Question

Assume that a sample is used to estimate a population proportion p. Find the 95% confidence interval for a sample of size 393 with 37% successes. Enter your answer as an open interval (i.e., parentheses) using decimals (not percents) accurate to three decimal places.

Answer 1

The 95% confidence interval for the population proportion with a sample size of 393 and 37% success is (0.3217, 0.4183).

Step-by-step explanation:

The student has provided a sample size (n) of 393 individuals with 37% reporting successes. To find the 95% confidence interval for the population proportion, we'll use the formula for the confidence interval of a population proportion, which is:

p±*z*((p*(1-p)/n)^0.5)

Where p is the sample proportion, z is the z-score corresponding to the 95% confidence level, and n is the sample size.
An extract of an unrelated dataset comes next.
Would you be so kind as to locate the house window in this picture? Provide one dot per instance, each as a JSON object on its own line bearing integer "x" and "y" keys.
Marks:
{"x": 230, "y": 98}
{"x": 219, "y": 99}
First, we calculate z by looking at the standard normal distribution (z-score for 95% confidence is approximately 1.96). Next, we convert the sample proportion of successes from percentage to decimal (37% = 0.37) and plug in the values:

p' = 0.37
q' = 1 - p' = 0.63
n = 393
z = 1.96

Now compute the margin of error (ME):

ME = z*((p*q/n)^0.5) = 1.96*((0.37*0.63/393)^0.5)

Using a calculator, we find that ME is approximately 0.0483.

Finally, create the confidence interval:

(p' - ME, p' + ME) = (0.37 - 0.0483, 0.37 + 0.0483) = (0.3217, 0.4183)

Therefore, the 95% confidence interval for the population proportion is (0.3217, 0.4183).